There is not a huge amount of chocolate considering the size of the resulting cake  (100g cocoa, 150 dark chocolate) so the Guinness does play a very important role. It adds a ‘depth of flavour’ (as them on the MasterChef would say) giving a rich (a finger slice will do) indulgent cake, with a beautiful taste of chocolate (bittersweet rather than sugary). Just a few notes:

  • Use the best cocoa available
  • Chop the chocolate in chunks so you can come across them later in the cake
  • Do not try and slice this cake horizontally to add layers of buttercream etc. It is a fragile beast. Best to ice the top and leave it at that.
  • Any decently chocolatey icing will do here but it does need icing or a sprinkling of cocoa/icing sugar to hide the surface.
  • Anyone who has tried to mix cocoa with cold liquid will know that it is not an easy task … so to mix 100g with Guinness is a step that put me off. But, Celia to the rescue … just add the sieved cocoa with the flour.
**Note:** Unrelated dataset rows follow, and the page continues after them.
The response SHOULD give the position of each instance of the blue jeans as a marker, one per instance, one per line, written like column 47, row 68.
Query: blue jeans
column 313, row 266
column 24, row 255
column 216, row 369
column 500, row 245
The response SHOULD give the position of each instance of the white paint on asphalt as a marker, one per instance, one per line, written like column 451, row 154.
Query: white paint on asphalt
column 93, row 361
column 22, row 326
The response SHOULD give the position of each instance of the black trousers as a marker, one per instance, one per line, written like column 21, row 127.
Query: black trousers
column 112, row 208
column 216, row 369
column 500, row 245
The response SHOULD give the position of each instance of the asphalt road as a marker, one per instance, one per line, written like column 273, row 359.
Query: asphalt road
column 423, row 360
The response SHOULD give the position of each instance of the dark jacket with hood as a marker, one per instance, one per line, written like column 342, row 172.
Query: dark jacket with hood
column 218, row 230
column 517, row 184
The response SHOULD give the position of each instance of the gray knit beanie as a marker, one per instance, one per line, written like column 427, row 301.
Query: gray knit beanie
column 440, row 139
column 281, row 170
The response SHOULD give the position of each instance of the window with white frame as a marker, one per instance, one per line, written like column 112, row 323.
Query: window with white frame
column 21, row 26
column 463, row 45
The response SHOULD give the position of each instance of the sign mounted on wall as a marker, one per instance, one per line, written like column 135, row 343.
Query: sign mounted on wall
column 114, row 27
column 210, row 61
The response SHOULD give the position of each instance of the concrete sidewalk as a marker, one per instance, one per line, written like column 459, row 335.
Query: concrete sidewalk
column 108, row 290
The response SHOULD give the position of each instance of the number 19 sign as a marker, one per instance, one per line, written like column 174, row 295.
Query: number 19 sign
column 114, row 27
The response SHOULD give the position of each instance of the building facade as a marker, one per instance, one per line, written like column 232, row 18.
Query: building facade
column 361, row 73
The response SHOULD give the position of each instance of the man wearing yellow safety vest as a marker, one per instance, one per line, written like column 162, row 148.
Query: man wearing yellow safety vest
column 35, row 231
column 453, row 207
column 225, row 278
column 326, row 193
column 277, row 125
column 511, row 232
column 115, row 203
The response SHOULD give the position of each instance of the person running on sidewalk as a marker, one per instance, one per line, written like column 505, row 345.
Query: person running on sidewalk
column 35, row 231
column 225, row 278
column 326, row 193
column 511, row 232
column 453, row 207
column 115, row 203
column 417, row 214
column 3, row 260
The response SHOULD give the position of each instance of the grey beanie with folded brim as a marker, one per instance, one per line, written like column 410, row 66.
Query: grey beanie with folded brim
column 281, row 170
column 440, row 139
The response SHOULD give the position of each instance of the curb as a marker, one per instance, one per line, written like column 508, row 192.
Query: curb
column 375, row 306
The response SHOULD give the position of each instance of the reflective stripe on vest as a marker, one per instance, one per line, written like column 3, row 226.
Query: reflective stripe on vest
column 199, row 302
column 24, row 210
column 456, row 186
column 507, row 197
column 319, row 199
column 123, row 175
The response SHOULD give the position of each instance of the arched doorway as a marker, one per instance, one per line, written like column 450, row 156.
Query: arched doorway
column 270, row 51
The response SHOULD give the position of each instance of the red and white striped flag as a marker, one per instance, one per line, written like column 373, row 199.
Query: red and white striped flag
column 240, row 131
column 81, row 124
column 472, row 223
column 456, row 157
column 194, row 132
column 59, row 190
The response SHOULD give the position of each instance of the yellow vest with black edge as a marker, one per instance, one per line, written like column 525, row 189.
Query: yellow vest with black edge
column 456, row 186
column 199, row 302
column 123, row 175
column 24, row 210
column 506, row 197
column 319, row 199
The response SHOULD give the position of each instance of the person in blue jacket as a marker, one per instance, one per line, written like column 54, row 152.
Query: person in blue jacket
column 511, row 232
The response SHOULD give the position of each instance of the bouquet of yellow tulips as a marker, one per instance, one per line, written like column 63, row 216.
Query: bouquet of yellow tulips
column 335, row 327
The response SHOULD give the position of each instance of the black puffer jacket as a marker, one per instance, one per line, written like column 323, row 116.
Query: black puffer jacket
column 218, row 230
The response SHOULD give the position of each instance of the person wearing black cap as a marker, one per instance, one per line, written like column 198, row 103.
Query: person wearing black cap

Phew, messy cocoa mixing avoided ;-)

This photo is not the greatest … I should have taken a picture when the cake was bursting out of the tin … the monster.

GuinnessCake

  • 225g/8oz unsalted butter, softened
  • 350g/12 oz soft dark brown sugar
  • 4 large eggs
  • 225g/8oz plan flour
  • 1/2 tsp baking powder
  • 2 tsp bicarbonate of soda
  • 400ml Guinness – yes there will be a little left in the can for the cook :-0
  • 100g/3 1/2 oz cocoa powder
  • 150g/5oz dark chocolate, chopped
  1. Preheat the oven 180C, butter & line a 9″ or 10″ deep springform tin.
  2. Cream the butter & sugar.
  3. Beat in the eggs one at a time.
  4. Sift the flour, baking powder, cocoa and bicarb into a separate bowl.
  5. Add the flour and Guinness alternately to the egg mixture, stirring between each addition, until combined. The cake batter will be quite soft.
  6. Stir in the chocolate.
  7. Pour into the tin. Bake for 1-1 1/4 hours until skewer comes out clean. Cover with tinfoil toward the end to stop it from burning.
  8. Leave to stand for 10 mins before turning out.
  9. Cover with any icing you wish. I used Jamie Oliver’s recipe (below) recommended by Fig Jam and Lime Cordial (thank you!); worked well but I think to make this a ‘death by chocolate’ experience, a ganache topping is called for.
  • 100g dark chocolate
  • 100g butter
  • 100 g icing sugar, sieved
  • 3 tbsp milk
  1. Add everything into a microwave bowl. Heat on medium in 30 sec bursts, stirring in between, until smooth. Spread over the cake, allow to set for say 30 mins. Enjoy!